This award is funded under the American Recovery and Reinvestment Act of 2009 (Public Law 111-5).
The CS decomposition is a matrix decomposition related to the eigenvalue and singular value decompositions. It applies to any unitary matrix partitioned into a 2-by-2 block structure, and the effect is to simultaneously diagonalize all four blocks. By orthogonality, the entries of the resulting diagonal blocks must be the cosines and sines of some angles, leading Stewart to coin the term CS (cosine-sine) decomposition for his 1977 discovery. The decomposition can reveal the canonical angles between linear subspaces, studied as early as 1875 by Jordan, and the canonical correlations between two sets of observed variables, introduced by Hotelling in 1936. The current proposal focuses on computational aspects of this matrix decomposition. The first goal is the stable computation of the full form of the decomposition, as originally formulated by Stewart. As described above, this may be called a 2-by-2 CSD. Prior methods compute a reduced form, the 2-by-1 CSD, which in a sense is half of the full 2-by-2 form. Attempts at extending existing methods for the 2-by-1 CSD to the full 2-by-2 CSD have not been successful. A proof of stability for a recent algorithm described by the investigator, designed from the ground up to compute the full 2-by-2 CSD, is sought. Another goal of the project is to analyze the stability and efficiency of the algorithm when specialized to the 2-by-1 CSD and the GSVD, comparing with existing methods. A third goal is the investigation of an alternative algorithm based on a divide-and-conquer scheme, in addition to the QR iteration-approach of the investigator's first algorithm. Finally, possible applications enabled by the stable computation of the 2-by-2 CSD will be explored.
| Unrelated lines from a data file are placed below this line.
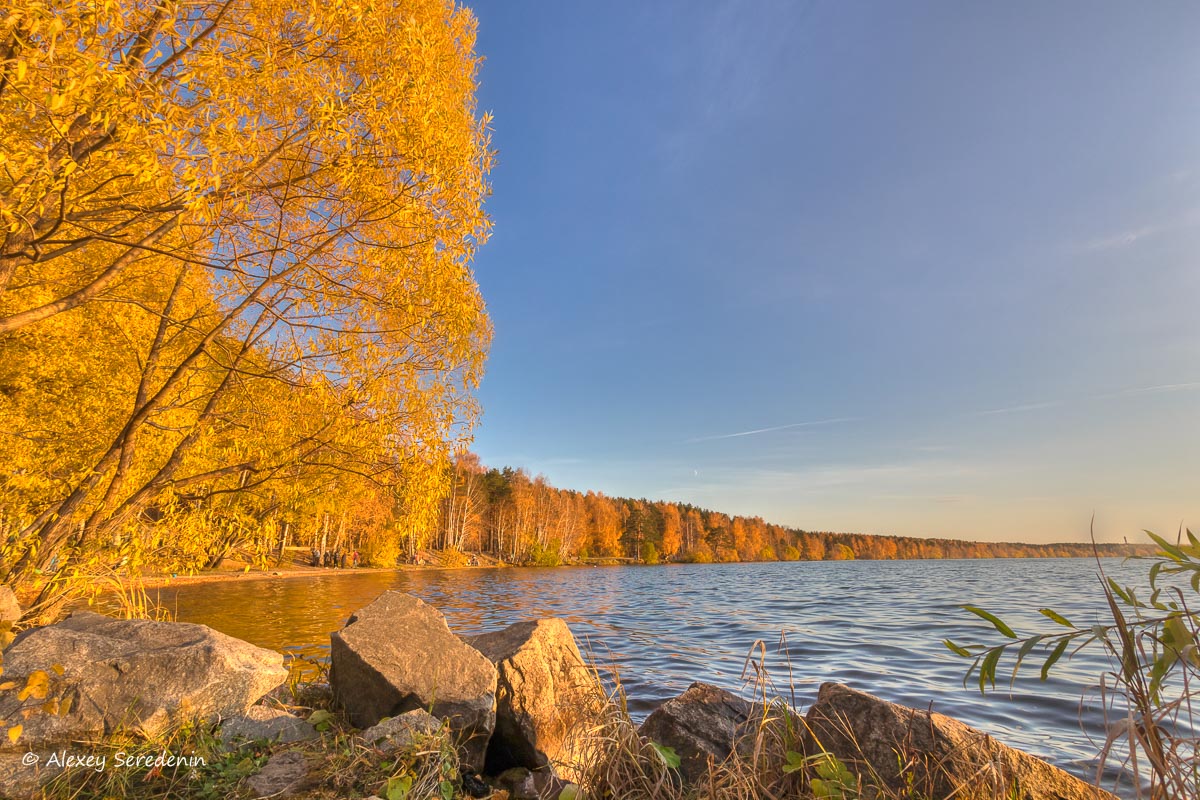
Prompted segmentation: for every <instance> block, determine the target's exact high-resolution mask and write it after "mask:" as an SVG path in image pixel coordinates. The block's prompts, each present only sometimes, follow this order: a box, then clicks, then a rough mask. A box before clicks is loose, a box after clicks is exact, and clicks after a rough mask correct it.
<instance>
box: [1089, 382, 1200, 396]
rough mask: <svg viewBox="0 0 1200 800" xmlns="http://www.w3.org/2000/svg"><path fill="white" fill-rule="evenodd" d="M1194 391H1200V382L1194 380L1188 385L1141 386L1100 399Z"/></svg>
mask: <svg viewBox="0 0 1200 800" xmlns="http://www.w3.org/2000/svg"><path fill="white" fill-rule="evenodd" d="M1192 389H1200V380H1193V381H1190V383H1186V384H1158V385H1157V386H1139V387H1138V389H1126V390H1122V391H1120V392H1114V393H1111V395H1100V396H1099V397H1121V396H1123V395H1157V393H1158V392H1182V391H1188V390H1192Z"/></svg>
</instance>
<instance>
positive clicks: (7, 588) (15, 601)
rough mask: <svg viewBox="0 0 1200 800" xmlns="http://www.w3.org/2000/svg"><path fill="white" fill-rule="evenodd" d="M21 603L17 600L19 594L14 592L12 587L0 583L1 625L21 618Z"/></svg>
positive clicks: (0, 608) (0, 612) (0, 616)
mask: <svg viewBox="0 0 1200 800" xmlns="http://www.w3.org/2000/svg"><path fill="white" fill-rule="evenodd" d="M20 614H22V610H20V603H18V602H17V595H14V594H12V589H10V588H8V587H4V585H0V625H2V624H5V622H16V621H17V620H19V619H20Z"/></svg>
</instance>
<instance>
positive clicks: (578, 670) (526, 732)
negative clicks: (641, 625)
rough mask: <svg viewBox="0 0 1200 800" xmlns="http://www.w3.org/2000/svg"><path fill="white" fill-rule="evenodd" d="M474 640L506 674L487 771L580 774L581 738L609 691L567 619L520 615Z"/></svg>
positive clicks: (574, 778)
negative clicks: (607, 692) (585, 656)
mask: <svg viewBox="0 0 1200 800" xmlns="http://www.w3.org/2000/svg"><path fill="white" fill-rule="evenodd" d="M466 640H467V642H468V643H469V644H470V645H472V646H474V648H475V649H478V650H479V651H480V652H482V654H484V655H485V656H487V657H488V660H491V661H492V662H493V663H494V664H496V668H497V672H498V675H499V679H498V684H497V692H496V700H497V703H496V730H494V732H493V733H492V740H491V742H490V744H488V746H487V759H486V769H487V772H488V774H491V775H496V774H499V772H503V771H504V770H506V769H509V768H512V766H524V768H527V769H530V770H540V769H544V768H546V766H550V768H552V769H553V771H554V772H556V774H557V775H560V776H563V777H565V778H569V780H576V777H577V766H576V765H575V764H574V762H575V760H577V759H578V757H580V753H578V752H574V751H575V750H576V747H575V745H576V744H577V742H576V741H575V739H576V738H577V735H578V733H580V732H581V730H582V729H583V727H584V724H586V723H587V722H589V721H590V720H594V718H595V716H596V714H598V712H599V711H600V709H601V708H602V706H604V705H605V703H607V697H606V696H605V692H604V688H602V687H601V686H600V684H599V682H598V681H596V680H595V679H594V675H593V674H592V670H589V669H588V667H587V664H586V663H584V661H583V657H582V656H581V655H580V649H578V646H577V645H576V644H575V637H572V636H571V630H570V627H568V625H566V622H565V621H563V620H560V619H541V620H535V621H530V622H517V624H516V625H511V626H509V627H506V628H504V630H503V631H497V632H494V633H484V634H482V636H474V637H467V638H466Z"/></svg>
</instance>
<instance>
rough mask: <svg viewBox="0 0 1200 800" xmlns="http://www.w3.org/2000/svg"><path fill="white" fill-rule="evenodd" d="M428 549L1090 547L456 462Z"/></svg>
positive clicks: (862, 552)
mask: <svg viewBox="0 0 1200 800" xmlns="http://www.w3.org/2000/svg"><path fill="white" fill-rule="evenodd" d="M452 473H454V474H452V476H451V480H450V489H449V493H448V494H446V497H445V499H444V501H443V504H442V512H440V521H439V528H438V531H437V535H436V536H434V537H432V541H428V545H430V546H432V547H434V548H437V549H443V551H449V552H455V551H457V552H478V553H487V554H491V555H493V557H496V558H499V559H503V560H505V561H510V563H516V564H540V565H547V566H552V565H557V564H564V563H572V561H587V560H593V559H595V560H605V559H628V560H635V561H643V563H649V564H654V563H659V561H691V563H702V564H706V563H714V561H838V560H852V559H866V560H889V559H965V558H1052V557H1088V555H1092V554H1093V553H1094V551H1093V547H1092V545H1090V543H1078V542H1068V543H1055V545H1025V543H1018V542H968V541H959V540H948V539H916V537H910V536H876V535H869V534H845V533H830V531H812V530H798V529H796V528H786V527H784V525H776V524H772V523H768V522H766V521H763V519H762V518H761V517H738V516H730V515H726V513H721V512H719V511H709V510H707V509H698V507H696V506H694V505H690V504H686V503H664V501H654V500H646V499H641V500H638V499H632V498H610V497H606V495H604V494H600V493H598V492H587V493H581V492H575V491H571V489H560V488H556V487H553V486H551V485H550V483H547V482H546V479H545V477H541V476H536V477H530V476H529V475H528V474H527V473H526V471H523V470H521V469H512V468H508V467H505V468H504V469H488V468H486V467H484V465H482V464H480V462H479V458H478V457H475V456H474V455H466V456H462V457H460V458H458V459H457V461H456V463H455V465H454V468H452ZM1097 548H1098V551H1099V554H1100V555H1105V557H1121V555H1130V554H1151V553H1152V552H1153V551H1154V548H1153V546H1151V545H1133V546H1130V545H1098V546H1097Z"/></svg>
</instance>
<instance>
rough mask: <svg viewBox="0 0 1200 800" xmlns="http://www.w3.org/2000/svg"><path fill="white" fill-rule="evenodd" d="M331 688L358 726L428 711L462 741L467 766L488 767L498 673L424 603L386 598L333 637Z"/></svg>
mask: <svg viewBox="0 0 1200 800" xmlns="http://www.w3.org/2000/svg"><path fill="white" fill-rule="evenodd" d="M331 639H332V646H331V649H330V680H329V682H330V686H331V687H332V690H334V700H335V702H336V703H337V704H338V705H341V706H342V708H343V709H344V710H346V714H347V716H349V718H350V722H353V723H354V726H355V727H359V728H370V727H371V726H373V724H377V723H378V722H379V721H380V720H383V718H384V717H391V716H396V715H398V714H403V712H404V711H415V710H418V709H426V710H427V711H428V712H430V714H432V715H433V716H436V717H439V718H443V720H446V721H448V722H449V723H450V727H451V728H452V729H454V730H455V732H456V733H457V734H458V735H460V736H461V741H462V757H463V762H464V763H466V764H467V765H468V766H470V768H472V769H480V768H482V765H484V753H485V752H486V750H487V741H488V739H490V738H491V734H492V729H493V728H494V727H496V681H497V675H496V667H494V666H493V664H492V662H491V661H488V660H487V658H486V657H485V656H484V655H482V654H481V652H479V650H475V649H474V648H472V646H470V645H469V644H467V643H466V642H463V640H462V639H460V638H458V637H457V636H455V634H454V633H452V632H451V631H450V626H449V625H446V621H445V618H444V616H443V615H442V613H440V612H438V610H437V609H436V608H433V607H432V606H428V604H426V603H425V602H422V601H421V600H420V599H419V597H414V596H413V595H406V594H402V593H398V591H385V593H384V594H382V595H380V596H379V597H378V599H377V600H376V601H374V602H372V603H371V604H370V606H366V607H365V608H361V609H359V610H356V612H355V613H354V614H353V615H352V616H350V619H349V621H348V622H347V624H346V627H343V628H342V630H341V631H337V632H336V633H334V634H332V637H331Z"/></svg>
A matrix decomposition is a mathematical tool for breaking a matrix, a rectangular array of numbers, into a product of simpler matrices. These simpler matrices often reveal important structure. The eigenvalue matrix decomposition can distinguish between stability and instability in engineering applications and can reveal the prominence of web pages when performing Internet searches. The singular value matrix decomposition can infer the roles of genes from indirect observations and provides a key component in facial recognition. The subject of this project is another matrix decomposition, the CS (cosine-sine) decomposition. This decomposition can be used to compare and contrast underlying factors present in two data sets. An example is provided by Hotelling, who proposes the analysis of heritable traits by comparing and contrasting mother rat and daughter rat. The computation of the CS decomposition has proved more difficult than that of the eigenvalue and singular value decompositions. This project seeks to improve the accuracy and speed of computation. In addition, this project will consider a more general form of the CS decomposition than earlier studies, opening the possibility of new applications.